Wednesday, March 17, 2010
The Case for Webnancies
I like a good documentary. And with the Documentary Film Festival now hitting Wellington, it was a chance to see less populist documentary fare – and considering there were only about 10 people in the Readings cinema to view Google Baby, it definitely lived up to being a niche market movie.
The crowd might not have been large, but the movie itself was fascinating – for me anyway. The documentary followed the stories of a doctor in India running a surrogacy clinic for people who cannot carry children themselves, and of an Israeli man, Donon, who, after successfully obtaining a surrogate baby through the USA, was looking to start a surrogacy business, using Indian surrogates to lower the cost of what is the most expensive part of the process.
It’s odd that a film that portrays something as win-win-win could still leave me with a sense of unease.
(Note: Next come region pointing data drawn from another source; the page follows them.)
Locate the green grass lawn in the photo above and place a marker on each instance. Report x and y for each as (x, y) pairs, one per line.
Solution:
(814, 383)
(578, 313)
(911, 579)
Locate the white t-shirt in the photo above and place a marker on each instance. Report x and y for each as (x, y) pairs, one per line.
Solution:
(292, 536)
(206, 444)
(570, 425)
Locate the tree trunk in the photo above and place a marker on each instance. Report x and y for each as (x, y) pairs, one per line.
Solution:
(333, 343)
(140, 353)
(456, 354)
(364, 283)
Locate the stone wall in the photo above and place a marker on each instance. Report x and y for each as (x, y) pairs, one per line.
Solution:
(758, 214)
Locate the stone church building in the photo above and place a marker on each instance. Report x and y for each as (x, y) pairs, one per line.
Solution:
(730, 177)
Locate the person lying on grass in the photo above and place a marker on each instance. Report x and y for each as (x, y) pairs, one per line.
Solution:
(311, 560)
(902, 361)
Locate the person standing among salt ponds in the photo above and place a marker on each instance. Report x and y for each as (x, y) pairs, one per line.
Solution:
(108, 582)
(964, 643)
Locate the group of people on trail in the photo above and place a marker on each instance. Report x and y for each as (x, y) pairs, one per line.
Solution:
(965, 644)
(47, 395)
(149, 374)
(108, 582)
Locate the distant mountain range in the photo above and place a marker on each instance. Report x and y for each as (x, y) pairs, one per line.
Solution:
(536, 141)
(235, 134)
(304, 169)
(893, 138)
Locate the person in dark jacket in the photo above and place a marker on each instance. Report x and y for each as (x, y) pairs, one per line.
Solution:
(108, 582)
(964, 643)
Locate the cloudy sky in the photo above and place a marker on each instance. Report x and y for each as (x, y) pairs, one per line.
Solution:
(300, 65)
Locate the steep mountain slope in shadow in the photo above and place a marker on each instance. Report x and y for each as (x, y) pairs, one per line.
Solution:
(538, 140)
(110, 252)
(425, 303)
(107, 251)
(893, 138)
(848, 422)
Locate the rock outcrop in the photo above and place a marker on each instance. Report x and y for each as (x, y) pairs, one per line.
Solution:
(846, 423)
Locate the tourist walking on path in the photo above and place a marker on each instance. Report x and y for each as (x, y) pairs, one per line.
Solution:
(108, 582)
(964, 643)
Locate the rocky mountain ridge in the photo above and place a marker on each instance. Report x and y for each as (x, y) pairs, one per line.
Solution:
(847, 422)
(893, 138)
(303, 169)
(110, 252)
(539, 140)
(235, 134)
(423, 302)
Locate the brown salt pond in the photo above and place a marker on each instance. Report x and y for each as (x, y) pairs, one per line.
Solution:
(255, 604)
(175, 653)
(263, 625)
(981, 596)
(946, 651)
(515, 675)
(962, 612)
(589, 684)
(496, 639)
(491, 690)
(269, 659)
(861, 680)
The egg and sperm donors from the West were either involved or compensated for their time and effort (allowing one family to buy even more guns to give to their own children), the surrogates were similarly well compensated and cared for (earning money to buy their own homes and educate their own children), and the homes to which the children were going obviously wanted them (at a reasonable price).
But there were moments of insight that went unexplored in the film that were a bit… disturbing. The Indian doctor described the possible negative side effects (miscarriage, bleeding, and even death) for the surrogate, with no responsibility on the clinic or the people wanting the child (there was no information on how often these things actually occurred). A successful surrogate’s husband expressed his dreams of financing his son’s future on repeated successful surrogacies by his “unintelligent” wife. While the rules of the clinic make it clear that parents are to be there to receive the child once it is born, one couple decide they can’t make the birth date and ask the clinic to hold on the child for a week until they can get there. Dolon’s friends who wanted a “cheaper child” seemed disturbingly detached from the whole process, picking donors as if choosing paint, and making off-colour jokes that implied a lack of understanding of the seriousness and commitment of the task that they were about to undertake. Even Dolon himself, initially portrayed as a loving parent, is not shown spending any time with his child for the rest of the documentary, leaving her to the care of his parents (not even his partner) while he is off around the world trying to start up his internet business. Most of which are potential issues in any pregnancy, granted, but none of which not addressed in any way during the course of the film.
It’s not like there wasn’t the time. There is a lot of padding in there: the camera lingers over Indian children and invalids in the streets of Mumbai for… well, no real reason; we follow some of the chores of people connected to the clinic but not actually involved in the surrogacy; and we get to see an egg donor’s family playing with their aforementioned guns – which is quite amusing, but really not that relevant.
The documentary really just follows a process and the start of a business venture. For a film about surrogacy, it is surprisingly detached from any sense of a deeper humanity. The film does not portray the agonies and joys of the new parents; briefly flashes over the feelings of the surrogates and the decisions they have made to get to this point; and the fact the surrogates seem to be hidden from the rest of society begs the question of how the surrogacy programme is viewed in India and why.
In a way, it seemed less like an insightful documentary and more like an advertisement for two ways of surrogacy through India. And like in most infomercials, the total cost of the process and the amount the “arrangers” made as part of the deal was not really entered into.
Verdict: There are whole worlds out there with which I am unfamiliar, and, in a very superficial way, Google Baby takes me into one of them. Revealing if not always enlightening, the documentary’s attempt at impartiality leaves some questions asking, though in documentaries, the provocation of thought is sometimes the intent. 6 search criteria out of 10.